Spirituality is the search for meaning in life, it can stop at the physis, which for the Greeks was nature, or it can go beyond and contemplate the meta-physis, which means μετα (metà) = after, beyond all; and Φυσις [physis], that is, beyond nature and physics.

Thus, a spirituality that stops in nature, the explanation for example of the origin of the universe, even if it is a physical worldview, lacks an eschatological worldview that explains the origin and end of everything, will at some point fall into sophistry and nihilism, as the sophist Gorgias (485-380 BC) nothing exists.

If nothing exists, the meaning of life is meaningless, much is superficially explored the meaning of life, for many it is just being happy, it is still a limited worldview, pain and suffering are part of life, so it is necessary to go through them for the life actually makes sense.

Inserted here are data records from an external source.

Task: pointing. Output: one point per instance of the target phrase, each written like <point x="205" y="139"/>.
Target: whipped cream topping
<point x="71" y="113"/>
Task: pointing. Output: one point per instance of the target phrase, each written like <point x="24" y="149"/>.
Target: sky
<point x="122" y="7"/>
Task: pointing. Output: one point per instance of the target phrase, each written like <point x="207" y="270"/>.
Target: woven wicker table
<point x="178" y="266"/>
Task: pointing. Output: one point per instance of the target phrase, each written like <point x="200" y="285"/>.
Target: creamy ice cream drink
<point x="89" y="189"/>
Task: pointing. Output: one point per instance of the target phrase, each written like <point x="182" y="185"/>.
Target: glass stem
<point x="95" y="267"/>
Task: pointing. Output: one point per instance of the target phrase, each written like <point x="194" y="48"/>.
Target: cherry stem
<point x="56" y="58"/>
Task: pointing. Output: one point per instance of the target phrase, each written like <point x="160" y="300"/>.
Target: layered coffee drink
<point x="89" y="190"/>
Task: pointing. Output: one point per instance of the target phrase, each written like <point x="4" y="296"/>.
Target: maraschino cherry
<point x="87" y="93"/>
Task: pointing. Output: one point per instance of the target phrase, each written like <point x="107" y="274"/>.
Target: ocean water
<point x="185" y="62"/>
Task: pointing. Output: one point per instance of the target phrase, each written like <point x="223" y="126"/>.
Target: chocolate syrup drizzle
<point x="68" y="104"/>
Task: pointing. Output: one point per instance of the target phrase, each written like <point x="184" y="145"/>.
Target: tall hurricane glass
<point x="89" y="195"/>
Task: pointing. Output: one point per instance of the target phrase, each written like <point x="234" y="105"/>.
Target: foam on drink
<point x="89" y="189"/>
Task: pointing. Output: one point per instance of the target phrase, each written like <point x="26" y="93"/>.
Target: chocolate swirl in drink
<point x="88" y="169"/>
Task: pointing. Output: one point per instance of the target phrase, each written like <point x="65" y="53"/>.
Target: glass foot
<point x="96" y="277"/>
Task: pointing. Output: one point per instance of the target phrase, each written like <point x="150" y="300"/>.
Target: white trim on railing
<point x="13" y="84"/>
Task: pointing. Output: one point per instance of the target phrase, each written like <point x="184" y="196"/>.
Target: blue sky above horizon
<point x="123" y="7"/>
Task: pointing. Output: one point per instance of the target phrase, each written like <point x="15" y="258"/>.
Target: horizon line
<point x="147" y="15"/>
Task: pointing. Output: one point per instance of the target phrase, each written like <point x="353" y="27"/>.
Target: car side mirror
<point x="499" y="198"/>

Spirituality needs a worldview, or if you prefer the more philosophical term, a worldview (Weltanschauung), used in an almost opposite way by Kant and Heidegger, while Kant uses it as idealistic transcendence (from subject to object), Heidegger it returns to the metaphysical tradition, with the purpose of distancing itself from it.

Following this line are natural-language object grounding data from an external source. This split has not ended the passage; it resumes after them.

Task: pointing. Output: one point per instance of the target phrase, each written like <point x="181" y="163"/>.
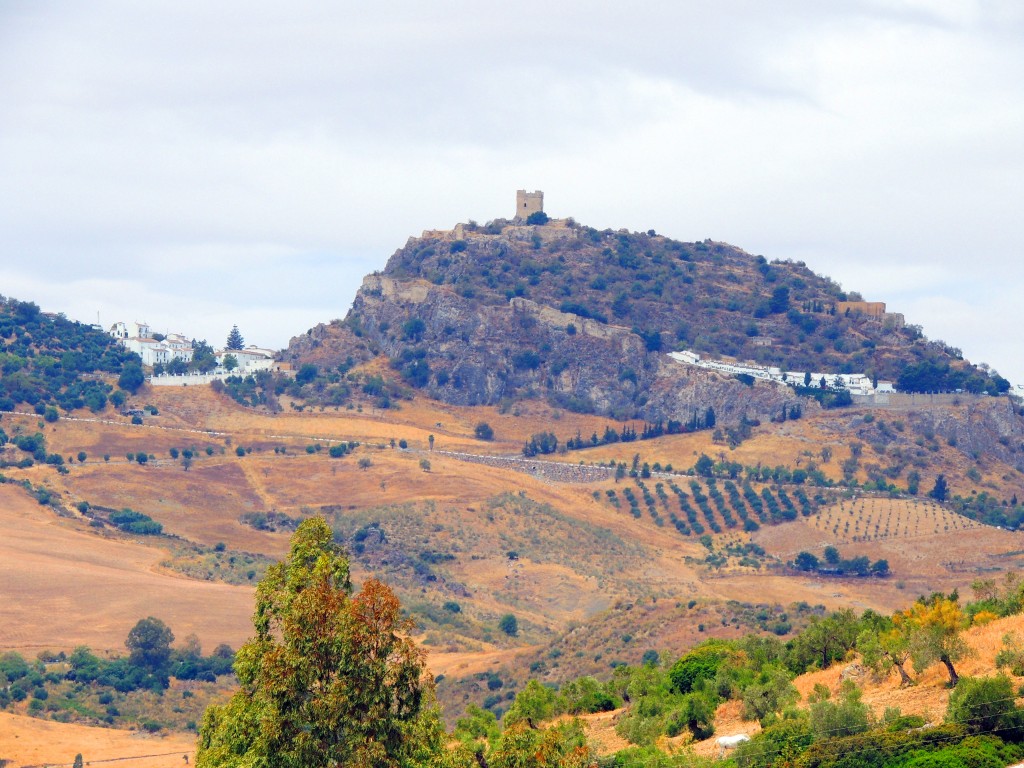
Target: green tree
<point x="806" y="561"/>
<point x="705" y="466"/>
<point x="841" y="718"/>
<point x="984" y="705"/>
<point x="148" y="644"/>
<point x="532" y="705"/>
<point x="934" y="628"/>
<point x="509" y="625"/>
<point x="769" y="693"/>
<point x="886" y="649"/>
<point x="131" y="377"/>
<point x="826" y="640"/>
<point x="330" y="678"/>
<point x="235" y="340"/>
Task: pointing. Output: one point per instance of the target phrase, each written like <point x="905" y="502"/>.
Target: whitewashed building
<point x="250" y="359"/>
<point x="138" y="338"/>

The concept of eidos (in Greek is form and essence) transformed into an idea, and the separation of the subject from the object, relegated the questions of the spirit (not even spirituality can be called) to the field of subjectivity, the starting point of the philosophical movement called German idealism it was the publication of the Critique of Pure Reason in 1781 by Immanuel Kant (1724-1804), ending fifty years later with the death of Hegel (1770-1831).

Martin Heidegger starts by questioning the meaning of being of being-there. This is because “this term does not mean only the conception of the connection between natural things, but, at the same time, an interpretation of the meaning and purpose of the human being there and, therefore, of history [Geschichte]” (HEIDEGGER, 2012, p. 13).

Much of what is called spirituality is actually just a search for meaning in life, a mental exercise that is different from the spiritual, lacks an ascesis, a true “ascension”, so it always returns to physis, nature or to the ground.

A complete worldview must go beyond the fact and reach intentionality, everything exists with an intention, to be aware is “to be aware of something”, as Husserl’s phenomenology thinks, so awareness of the “universe” therefore has an intention of the existence of the universe , which is part metaphysical and part spirituality, something or someone has (and didn’t have) a primary intention, something big, infinite, superior to nature, the universe and everything we know, something ineffable.

 

HEIDEGGER, Martin. (2012) O problema fundamental da fenomenologia. (The fundamental problems of phenomenology(. Trans.: Marco Antônio Casanova. Petrópolis, Brazil: Vozes.